School, family, social life:
I think I've written enough about school on here, so I'll keep this short. I will never understand why my classmates wear high heels or (un?)intentionally sit according to gender or spend 4+ hours a night studying for a test, but these are things I oddly love about school here. It's so different from what I'm used to, but I've grown to really appreciate the strange things. My host family is still as kind as they were the first night. I've gotten quite attached to them and honestly never want to leave them. My social life is... nearly nonexistent. I have made friends in school, but have yet to do anything outside of school with them, which I'm okay with. I spend most of my time with Jill and Sami and Raymond, but I don't think it's negatively effecting me at all. I feel like I talk to someone new everyday, so I'm definitely making Hungarian friends. The language barrier is hard to overcome, but I'm confident that in a few months I'll be able to start making deeper connections and actually do things after school.

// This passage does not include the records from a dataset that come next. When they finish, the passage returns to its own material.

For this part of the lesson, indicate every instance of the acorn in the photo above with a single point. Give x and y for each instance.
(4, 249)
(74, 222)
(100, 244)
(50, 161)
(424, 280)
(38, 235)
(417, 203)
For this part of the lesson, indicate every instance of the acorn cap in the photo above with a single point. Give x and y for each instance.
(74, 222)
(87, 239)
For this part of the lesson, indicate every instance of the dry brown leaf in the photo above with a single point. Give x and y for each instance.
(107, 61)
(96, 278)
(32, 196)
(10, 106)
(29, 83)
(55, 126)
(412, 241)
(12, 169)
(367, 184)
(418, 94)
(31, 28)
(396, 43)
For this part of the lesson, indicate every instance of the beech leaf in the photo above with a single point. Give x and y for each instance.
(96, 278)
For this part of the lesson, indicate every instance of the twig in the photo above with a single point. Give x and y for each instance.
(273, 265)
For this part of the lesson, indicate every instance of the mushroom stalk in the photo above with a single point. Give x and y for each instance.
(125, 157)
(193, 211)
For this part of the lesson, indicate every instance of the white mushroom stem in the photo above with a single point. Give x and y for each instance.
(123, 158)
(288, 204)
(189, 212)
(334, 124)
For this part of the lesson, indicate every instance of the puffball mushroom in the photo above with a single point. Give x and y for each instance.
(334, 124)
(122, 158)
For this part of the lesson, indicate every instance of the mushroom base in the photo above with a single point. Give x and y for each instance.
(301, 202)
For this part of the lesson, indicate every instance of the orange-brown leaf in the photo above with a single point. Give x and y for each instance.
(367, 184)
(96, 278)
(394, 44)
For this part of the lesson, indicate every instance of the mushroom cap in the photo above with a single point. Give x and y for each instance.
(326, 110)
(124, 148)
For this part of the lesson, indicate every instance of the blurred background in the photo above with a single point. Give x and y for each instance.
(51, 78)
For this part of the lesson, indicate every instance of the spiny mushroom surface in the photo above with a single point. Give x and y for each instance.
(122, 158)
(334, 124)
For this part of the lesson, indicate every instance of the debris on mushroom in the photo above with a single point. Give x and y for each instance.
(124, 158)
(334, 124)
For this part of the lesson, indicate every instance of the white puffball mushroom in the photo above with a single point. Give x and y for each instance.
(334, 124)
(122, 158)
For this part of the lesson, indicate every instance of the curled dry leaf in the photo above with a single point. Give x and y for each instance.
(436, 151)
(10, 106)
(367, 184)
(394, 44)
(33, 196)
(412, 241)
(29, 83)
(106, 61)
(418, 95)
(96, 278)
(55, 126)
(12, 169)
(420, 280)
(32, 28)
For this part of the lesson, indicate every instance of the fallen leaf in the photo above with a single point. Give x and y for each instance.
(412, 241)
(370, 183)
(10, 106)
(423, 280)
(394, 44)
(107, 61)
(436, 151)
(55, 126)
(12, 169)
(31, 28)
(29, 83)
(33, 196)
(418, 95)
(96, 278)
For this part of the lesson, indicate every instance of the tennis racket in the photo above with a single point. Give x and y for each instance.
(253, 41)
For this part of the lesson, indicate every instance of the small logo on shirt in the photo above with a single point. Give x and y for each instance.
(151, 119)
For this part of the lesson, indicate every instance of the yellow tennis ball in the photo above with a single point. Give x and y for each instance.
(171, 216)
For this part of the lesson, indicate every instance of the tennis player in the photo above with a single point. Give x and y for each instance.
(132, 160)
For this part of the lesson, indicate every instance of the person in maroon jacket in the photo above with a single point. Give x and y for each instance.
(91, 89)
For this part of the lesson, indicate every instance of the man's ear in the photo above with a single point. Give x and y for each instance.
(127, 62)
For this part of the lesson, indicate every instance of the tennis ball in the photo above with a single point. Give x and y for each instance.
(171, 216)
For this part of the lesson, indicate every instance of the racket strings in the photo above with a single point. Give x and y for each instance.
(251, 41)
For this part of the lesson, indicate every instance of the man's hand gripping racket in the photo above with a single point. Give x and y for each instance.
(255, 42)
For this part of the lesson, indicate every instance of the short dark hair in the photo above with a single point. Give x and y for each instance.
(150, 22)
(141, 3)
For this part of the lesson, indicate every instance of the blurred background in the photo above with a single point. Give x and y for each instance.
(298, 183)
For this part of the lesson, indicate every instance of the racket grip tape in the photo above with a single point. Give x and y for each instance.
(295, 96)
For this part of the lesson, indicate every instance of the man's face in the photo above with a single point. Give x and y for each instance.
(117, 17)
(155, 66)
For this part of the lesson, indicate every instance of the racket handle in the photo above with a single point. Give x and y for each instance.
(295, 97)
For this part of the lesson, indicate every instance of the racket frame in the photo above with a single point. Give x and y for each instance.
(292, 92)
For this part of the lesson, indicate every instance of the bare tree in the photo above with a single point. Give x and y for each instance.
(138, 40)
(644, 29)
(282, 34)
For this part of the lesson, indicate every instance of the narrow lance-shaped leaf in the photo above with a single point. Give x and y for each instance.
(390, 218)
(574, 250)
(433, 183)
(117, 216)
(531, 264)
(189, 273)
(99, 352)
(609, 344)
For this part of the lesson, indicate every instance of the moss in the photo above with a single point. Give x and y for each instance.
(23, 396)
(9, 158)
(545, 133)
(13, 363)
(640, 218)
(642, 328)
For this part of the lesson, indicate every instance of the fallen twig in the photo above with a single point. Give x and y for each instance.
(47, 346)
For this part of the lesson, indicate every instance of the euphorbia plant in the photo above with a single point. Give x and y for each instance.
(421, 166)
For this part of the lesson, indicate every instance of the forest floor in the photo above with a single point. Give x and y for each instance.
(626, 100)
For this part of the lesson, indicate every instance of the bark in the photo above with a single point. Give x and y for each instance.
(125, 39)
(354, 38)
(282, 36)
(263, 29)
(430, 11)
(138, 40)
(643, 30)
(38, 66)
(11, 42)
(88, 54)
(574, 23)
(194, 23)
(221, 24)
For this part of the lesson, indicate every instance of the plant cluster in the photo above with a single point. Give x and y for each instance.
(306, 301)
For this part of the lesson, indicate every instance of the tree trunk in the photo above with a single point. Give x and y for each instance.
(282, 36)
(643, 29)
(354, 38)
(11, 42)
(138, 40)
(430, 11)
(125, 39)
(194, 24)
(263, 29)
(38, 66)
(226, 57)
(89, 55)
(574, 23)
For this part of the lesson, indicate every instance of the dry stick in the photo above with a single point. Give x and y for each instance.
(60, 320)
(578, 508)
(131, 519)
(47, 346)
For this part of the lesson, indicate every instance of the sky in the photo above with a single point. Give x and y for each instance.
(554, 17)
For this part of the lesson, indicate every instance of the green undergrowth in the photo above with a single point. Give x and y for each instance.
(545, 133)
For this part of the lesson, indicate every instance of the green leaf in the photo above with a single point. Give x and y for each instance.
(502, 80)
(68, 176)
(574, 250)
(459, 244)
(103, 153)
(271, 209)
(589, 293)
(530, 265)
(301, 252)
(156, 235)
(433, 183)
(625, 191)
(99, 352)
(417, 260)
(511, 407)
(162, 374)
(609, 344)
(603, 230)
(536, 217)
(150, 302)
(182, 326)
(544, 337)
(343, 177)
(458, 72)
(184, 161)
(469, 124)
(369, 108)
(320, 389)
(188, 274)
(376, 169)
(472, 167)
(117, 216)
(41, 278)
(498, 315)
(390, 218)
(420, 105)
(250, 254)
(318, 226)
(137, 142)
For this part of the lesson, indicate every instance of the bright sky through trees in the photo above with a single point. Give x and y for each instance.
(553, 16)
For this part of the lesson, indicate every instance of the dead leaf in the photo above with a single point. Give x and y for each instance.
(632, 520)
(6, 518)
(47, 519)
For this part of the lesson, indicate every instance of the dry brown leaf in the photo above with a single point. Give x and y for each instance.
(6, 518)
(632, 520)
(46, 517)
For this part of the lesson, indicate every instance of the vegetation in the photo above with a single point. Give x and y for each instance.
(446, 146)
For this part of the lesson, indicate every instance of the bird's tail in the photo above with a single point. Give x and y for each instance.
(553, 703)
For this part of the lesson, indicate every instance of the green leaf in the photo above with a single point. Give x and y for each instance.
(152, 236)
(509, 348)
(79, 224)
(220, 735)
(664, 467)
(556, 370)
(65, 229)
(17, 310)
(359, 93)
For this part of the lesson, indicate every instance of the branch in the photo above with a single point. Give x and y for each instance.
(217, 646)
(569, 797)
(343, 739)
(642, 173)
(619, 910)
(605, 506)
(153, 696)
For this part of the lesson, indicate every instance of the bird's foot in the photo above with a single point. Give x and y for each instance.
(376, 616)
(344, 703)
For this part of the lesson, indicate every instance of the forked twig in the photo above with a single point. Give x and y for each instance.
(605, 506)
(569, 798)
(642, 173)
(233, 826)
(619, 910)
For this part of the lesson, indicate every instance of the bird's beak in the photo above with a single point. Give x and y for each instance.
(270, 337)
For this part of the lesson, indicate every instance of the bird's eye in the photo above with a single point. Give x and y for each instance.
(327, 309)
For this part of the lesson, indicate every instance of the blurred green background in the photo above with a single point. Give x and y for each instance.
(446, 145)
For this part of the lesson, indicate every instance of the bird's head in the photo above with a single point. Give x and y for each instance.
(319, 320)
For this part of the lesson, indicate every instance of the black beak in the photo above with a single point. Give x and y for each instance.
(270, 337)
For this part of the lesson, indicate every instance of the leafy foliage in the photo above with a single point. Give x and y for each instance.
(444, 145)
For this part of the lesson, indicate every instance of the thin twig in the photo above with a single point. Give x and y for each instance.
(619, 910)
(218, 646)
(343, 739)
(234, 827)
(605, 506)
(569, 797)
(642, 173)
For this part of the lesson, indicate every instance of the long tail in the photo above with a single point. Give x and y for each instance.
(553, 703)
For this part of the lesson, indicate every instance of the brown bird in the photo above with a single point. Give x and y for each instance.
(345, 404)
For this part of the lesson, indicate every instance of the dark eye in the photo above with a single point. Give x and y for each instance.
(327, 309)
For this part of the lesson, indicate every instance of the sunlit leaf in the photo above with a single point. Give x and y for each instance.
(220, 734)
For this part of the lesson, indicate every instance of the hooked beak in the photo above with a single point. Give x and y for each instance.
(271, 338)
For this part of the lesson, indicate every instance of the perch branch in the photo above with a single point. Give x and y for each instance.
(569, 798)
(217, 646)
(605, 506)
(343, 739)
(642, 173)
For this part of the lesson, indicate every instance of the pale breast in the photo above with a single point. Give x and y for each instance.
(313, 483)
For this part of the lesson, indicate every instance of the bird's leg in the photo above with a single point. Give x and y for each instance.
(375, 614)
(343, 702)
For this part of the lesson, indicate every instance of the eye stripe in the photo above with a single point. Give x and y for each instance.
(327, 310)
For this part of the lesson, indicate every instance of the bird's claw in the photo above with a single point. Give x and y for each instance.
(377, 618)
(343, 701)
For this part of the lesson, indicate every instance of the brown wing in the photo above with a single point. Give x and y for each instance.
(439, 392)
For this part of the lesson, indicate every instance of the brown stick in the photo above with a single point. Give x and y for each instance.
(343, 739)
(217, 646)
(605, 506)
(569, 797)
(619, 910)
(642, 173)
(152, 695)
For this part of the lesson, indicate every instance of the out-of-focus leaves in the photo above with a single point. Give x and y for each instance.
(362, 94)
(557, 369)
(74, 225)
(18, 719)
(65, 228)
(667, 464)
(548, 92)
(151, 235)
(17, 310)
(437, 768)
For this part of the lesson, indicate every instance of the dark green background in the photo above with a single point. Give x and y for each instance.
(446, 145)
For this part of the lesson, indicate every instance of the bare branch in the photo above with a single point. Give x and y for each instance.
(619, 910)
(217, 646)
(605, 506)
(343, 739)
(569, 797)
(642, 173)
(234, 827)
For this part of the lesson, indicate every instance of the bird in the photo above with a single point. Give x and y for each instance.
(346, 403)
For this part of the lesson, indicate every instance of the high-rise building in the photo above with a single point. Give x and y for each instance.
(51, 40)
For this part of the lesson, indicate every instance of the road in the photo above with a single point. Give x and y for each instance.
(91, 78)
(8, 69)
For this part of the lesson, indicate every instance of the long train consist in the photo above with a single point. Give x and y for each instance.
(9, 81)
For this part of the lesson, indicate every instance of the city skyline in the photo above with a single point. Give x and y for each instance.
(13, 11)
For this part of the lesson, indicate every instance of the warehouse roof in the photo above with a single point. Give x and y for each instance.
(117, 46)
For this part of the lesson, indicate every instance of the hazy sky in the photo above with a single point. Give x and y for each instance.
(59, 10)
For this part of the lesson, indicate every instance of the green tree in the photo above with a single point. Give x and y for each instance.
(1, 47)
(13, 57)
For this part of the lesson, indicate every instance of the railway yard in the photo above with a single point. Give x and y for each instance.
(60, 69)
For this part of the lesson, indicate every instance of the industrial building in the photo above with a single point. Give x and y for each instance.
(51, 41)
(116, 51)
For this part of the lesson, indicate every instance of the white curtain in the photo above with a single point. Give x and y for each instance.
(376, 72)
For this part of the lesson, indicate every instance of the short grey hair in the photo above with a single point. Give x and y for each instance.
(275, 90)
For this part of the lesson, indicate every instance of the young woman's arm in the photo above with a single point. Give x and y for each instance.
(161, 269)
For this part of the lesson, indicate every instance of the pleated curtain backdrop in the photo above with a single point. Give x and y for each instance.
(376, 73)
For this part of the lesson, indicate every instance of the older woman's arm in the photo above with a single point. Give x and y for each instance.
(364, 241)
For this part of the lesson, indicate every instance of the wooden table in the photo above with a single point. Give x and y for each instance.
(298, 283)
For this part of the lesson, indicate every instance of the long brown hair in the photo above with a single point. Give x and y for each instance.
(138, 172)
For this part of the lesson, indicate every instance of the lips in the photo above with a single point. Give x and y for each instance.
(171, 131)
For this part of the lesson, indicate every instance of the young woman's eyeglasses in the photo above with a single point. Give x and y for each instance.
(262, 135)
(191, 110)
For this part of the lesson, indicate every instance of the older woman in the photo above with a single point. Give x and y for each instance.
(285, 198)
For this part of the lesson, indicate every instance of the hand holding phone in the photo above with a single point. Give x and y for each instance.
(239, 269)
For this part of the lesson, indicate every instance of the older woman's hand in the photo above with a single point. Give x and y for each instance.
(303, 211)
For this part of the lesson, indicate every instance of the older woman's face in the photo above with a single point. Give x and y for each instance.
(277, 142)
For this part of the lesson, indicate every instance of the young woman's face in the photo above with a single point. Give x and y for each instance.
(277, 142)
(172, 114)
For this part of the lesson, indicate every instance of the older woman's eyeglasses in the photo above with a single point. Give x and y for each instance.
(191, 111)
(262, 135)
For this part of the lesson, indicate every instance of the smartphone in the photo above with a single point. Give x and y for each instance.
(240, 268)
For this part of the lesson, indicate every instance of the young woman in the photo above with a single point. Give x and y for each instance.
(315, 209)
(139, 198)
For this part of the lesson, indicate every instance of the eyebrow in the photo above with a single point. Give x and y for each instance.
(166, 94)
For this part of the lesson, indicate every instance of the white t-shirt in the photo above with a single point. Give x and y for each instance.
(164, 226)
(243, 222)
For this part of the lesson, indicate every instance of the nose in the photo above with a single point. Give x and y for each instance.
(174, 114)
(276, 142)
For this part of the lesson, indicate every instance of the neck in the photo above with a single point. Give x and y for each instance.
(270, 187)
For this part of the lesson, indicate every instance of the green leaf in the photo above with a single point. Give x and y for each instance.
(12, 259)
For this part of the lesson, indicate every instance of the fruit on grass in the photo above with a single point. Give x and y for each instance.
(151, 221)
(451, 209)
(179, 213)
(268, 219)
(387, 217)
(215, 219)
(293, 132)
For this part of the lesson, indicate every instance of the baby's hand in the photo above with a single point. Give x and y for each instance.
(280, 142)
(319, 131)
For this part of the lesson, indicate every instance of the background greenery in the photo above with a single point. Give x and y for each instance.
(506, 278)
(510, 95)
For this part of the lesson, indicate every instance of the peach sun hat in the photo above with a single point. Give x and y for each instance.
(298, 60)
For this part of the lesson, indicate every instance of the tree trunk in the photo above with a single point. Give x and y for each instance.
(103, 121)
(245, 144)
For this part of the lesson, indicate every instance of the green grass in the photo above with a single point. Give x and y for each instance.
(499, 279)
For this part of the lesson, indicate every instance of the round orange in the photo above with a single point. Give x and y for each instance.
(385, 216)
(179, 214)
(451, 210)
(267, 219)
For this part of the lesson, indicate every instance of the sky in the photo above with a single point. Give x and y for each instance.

Every day I spend here is wonderful, but also challenging. There are times when I wish I could stand up and yell at everyone to just speak in English so I can finally understand for once. I definitely long for the days where I can talk to anyone very quickly and with metaphors and sophisticated language and not have to worry if they had any idea what I just said or not. It's a frustrating thing, not being able to speak. Sure, I CAN speak, and I do speak to people, but it's not the same. I'm constantly editing what I really want to say in order to make it make sense to someone who hardly knows English. I've actually zoned out during class and tuned back in expecting to hear English, and was in shock when I heard Hungarian. There are days when I want to quit and just go home because it's too hard. I would never do that, though. I want nothing more than to be exactly where I am.

I'm so glad I'm where I am. I can't imagine what my life would be like if I had stayed in Fresno. I don't even want to think about it, because I know I wouldn't be happy. I am happy here. Boldog vagyok.